Congress, Not the SEC, Should Set U.S. Digital Asset Policy

The regulator "sees itself as the arbiter of which technologies should exist in the United States," says Castle Island Ventures' Matt Walsh.

AccessTimeIconAug 7, 2023 at 3:08 p.m. UTC

The blockchain industry has attracted more than its fair share of scammers and fraudsters. The past two years have been especially painful as the collapses of Luna, Three Arrows Capital and FTX have brought the industry to its knees.

Thankfully those of us with a long-term vision finally have a market structure bill from Congress to look forward to. However, this progress is being threatened by the U.S. Securities and Exchange Commission (SEC), which is running a covert demolition job on the industry to protect its turf and advance the political aspirations of the current chairman.

Matt Walsh is a founding partner of Castle Island Ventures, a venture capital firm that invests in blockchain technology companies. Prior to founding Castle Island Ventures he worked at Fidelity Investments, where he led a number of the firm’s blockchain projects.

The SEC’s three-part mandate is to 1) protect investors, 2) maintain fair, orderly, and efficient markets and 3) facilitate capital formation. The SEC is supposed to be a disclosure-based regulator that is technology neutral, meaning they establish a framework for issuers to divulge pertinent information to investors, but do not unilaterally take a stance on which technologies ought to make it to market.

However, under this administration it is behaving like a merit-based regulator that sees itself as the arbiter of which technologies should exist in the United States. And it is doing this covertly by manipulating esoteric but consequential rules.

I have worked in the digital asset industry for over a decade and have been investing in blockchain startups for over six years. At Castle Island Ventures we have invested in over 50 startups, many that operate at the intersection of traditional finance and public blockchains.

Startups are moving offshore due to regulatory uncertainty

Based on our vantage point, it’s clear that the policies of the SEC are putting more U.S. investors in harm’s way by preventing trusted institutions from offering services, markets less orderly by forcing innovation offshore and impeding capital formation by throwing up unnecessary roadblocks for U.S. companies. In other words: the agency’s actions are negating precisely what it was founded to do.

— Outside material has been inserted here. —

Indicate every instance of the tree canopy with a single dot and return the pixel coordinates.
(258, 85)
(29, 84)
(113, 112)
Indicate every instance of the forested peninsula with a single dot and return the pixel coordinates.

Every day I speak with startups that are moving offshore and established firms delaying hiring plans due to regulatory uncertainty.

To be clear, the SEC has an important enforcement role to play in this market and should continue to root out the bad actors. Unfortunately, instead it has embarked on a plan to regulate via enforcement and rulemaking in lieu of working with Congress to enact market structure reforms. The result of the SEC’s so-called “guidance” and aggressive stance would be to create an environment where even the most trusted financial institutions are not able to operate digital asset businesses in the United States.

With recent proposed updates to the longstanding “custody rule” and new qualifications affecting broker-dealers, the SEC is covertly sidestepping Congress and seeking to regulate digital assets out of existence. This is backdoor rulemaking par excellence. Specifically, the SEC is doing the following:

Obscure accounting rules locking out custody banks

In the first quarter of 2022, the SEC published Staff Accounting Bulletin 121 (SAB 121), which sought to update how institutions maintain customer records.  The guidance states any bank that files financial information with the SEC must record customer funds as assets on the bank’s own balance sheet—running counter to the way banks are required to record every other asset.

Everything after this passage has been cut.